La sua struttura urbana non subì mutamenti sostanziali, ad eccezione della
demolizione dei tre antichi bastioni lungo la cinta muraria, verificatasi nel
1812 (bastione dell'Arcella (B) e della Rondella (C)) e nel 1823 (bastione della
Galera (A)).
Per il centro antico ebbe, invece, inizio l'epoca dei guasti e del degrado
edilizio e demo-economico: il primo causato dalle sopraelevazioni che si
attuarono nell'ambito del tessuto urbano, l'altro determinato dalla notevole
espansione della città su zone sempre più lontane dal Borgo, che finirono con
l'emarginarlo e col farlo divenire un quartiere di povera gente, abitato in
prevalenza da marinai, operai e contadini.

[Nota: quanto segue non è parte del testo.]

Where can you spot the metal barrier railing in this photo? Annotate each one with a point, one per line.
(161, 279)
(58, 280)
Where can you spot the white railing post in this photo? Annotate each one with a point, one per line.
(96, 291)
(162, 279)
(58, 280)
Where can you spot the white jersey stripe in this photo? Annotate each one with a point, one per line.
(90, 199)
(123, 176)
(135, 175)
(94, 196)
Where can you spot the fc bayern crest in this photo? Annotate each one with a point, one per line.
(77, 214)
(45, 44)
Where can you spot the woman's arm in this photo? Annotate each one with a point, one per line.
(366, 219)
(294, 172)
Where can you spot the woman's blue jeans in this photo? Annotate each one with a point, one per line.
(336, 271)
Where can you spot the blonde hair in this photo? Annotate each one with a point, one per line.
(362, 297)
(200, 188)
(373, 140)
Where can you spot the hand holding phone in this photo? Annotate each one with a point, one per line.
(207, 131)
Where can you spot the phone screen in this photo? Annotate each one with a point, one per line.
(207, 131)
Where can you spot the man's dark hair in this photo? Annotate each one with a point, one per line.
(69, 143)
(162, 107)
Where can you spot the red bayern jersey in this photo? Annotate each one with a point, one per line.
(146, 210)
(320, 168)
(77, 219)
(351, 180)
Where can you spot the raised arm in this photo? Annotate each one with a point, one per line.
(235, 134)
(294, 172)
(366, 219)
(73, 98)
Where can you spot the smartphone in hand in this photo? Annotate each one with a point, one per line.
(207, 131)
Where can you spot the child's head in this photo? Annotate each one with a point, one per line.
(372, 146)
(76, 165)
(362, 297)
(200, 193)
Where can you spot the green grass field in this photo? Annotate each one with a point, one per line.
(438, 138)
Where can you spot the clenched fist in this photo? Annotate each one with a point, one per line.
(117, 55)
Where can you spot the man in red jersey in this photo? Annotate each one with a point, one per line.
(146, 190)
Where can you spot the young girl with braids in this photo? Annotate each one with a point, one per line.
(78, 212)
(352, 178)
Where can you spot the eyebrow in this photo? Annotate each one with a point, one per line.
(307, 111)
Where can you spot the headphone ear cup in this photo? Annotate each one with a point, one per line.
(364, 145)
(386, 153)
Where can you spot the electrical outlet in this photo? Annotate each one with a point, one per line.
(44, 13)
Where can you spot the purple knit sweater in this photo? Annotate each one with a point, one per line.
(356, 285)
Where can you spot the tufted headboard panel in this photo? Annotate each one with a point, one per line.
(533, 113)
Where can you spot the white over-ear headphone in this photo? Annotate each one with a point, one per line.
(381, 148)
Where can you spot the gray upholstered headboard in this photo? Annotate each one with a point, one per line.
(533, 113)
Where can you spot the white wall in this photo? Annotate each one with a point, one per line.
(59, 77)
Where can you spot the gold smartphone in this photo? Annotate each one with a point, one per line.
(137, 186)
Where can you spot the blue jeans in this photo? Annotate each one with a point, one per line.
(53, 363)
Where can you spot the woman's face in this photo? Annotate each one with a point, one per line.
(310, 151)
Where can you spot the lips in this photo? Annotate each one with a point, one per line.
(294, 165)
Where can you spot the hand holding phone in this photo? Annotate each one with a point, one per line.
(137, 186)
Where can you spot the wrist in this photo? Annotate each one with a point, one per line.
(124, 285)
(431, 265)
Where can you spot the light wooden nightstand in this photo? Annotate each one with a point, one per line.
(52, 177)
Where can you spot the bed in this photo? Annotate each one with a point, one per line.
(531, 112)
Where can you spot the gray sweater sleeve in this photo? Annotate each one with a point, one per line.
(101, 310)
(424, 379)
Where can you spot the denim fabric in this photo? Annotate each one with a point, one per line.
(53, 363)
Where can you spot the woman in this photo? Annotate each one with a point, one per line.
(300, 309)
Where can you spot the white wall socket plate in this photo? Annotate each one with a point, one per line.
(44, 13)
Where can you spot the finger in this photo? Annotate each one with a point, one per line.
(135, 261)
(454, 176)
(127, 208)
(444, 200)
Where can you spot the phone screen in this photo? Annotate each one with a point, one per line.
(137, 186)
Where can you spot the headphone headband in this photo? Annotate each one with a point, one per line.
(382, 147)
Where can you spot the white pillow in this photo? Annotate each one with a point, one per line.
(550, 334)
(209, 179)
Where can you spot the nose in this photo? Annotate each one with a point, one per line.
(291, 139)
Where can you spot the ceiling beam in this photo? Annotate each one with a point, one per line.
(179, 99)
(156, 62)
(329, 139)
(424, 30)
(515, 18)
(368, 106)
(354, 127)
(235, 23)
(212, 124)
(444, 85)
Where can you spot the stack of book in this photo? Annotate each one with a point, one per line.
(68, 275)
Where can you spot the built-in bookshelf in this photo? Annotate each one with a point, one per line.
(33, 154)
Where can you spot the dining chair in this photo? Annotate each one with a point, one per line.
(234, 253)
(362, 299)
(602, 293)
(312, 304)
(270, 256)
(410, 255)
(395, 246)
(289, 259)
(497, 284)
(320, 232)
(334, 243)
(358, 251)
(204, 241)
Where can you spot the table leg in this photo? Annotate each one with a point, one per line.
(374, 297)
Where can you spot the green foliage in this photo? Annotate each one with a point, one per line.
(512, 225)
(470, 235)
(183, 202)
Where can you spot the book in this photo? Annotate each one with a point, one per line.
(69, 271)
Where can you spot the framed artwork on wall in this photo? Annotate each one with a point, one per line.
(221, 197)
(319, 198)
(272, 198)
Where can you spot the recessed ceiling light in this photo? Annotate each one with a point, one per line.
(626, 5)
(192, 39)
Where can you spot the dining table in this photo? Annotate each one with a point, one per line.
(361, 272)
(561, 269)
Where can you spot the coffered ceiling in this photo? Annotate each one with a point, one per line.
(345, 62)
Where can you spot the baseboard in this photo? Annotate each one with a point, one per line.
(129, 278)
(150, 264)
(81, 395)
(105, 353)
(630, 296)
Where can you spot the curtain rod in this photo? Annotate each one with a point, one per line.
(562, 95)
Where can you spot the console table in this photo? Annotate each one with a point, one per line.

Le sopraelevazioni, costruite il più delle volte senza alcun accorgimento
statico, danneggiarono e indebolirono le sottostanti murature più antiche, le
quali non hanno potuto resistere troppo a lungo all'abbandono, quasi totale,
della popolazione in questi ultimi decenni.
Le su esposte circostanze rappresentano le cause prime della rovinosa situazione
statica in cui attualmente versano le strutture portanti di circa il 50% delle
case del Borgo, il cui processo degenerativo non è soltanto dei nostri giorni
ma ha avuto inizio sin dal secolo scorso.
Le condizioni socio economiche della popolazione in quell'epoca non erano tali
da permettere agli abitanti proprietari di provvedere alla continua manutenzione
degli immobili, i quali venivano restaurati male. Si legge nella relazione
dell'ing. Giancaspro progettista del Piano di risanamento predisposto dal Comune
nel 1934, che "i proprietari in alcuni casi provvedevano a costruire sui
vecchi immobili sopraelevazioni, così maldestramente eseguite, da provocare
danni ai sottostanti muri, mentre sotto il profilo funzionale creavano quel tipo
di case promiscue in cui alle anguste rampe delle ripide scale di legno non si
accedeva per mezzo di pianerottoli, ma attraverso le stanze abitate da altri
inquilini. Lo scorso secolo vide cadere in abbandono la città vecchia; le
catapecchie vennero cedute a prezzi vili a piccoli speculatori, oppure furono
tenute da famiglie impoverite che non potettero restaurarle, o che preferirono
abbandonare del tutto le fabbriche cadenti".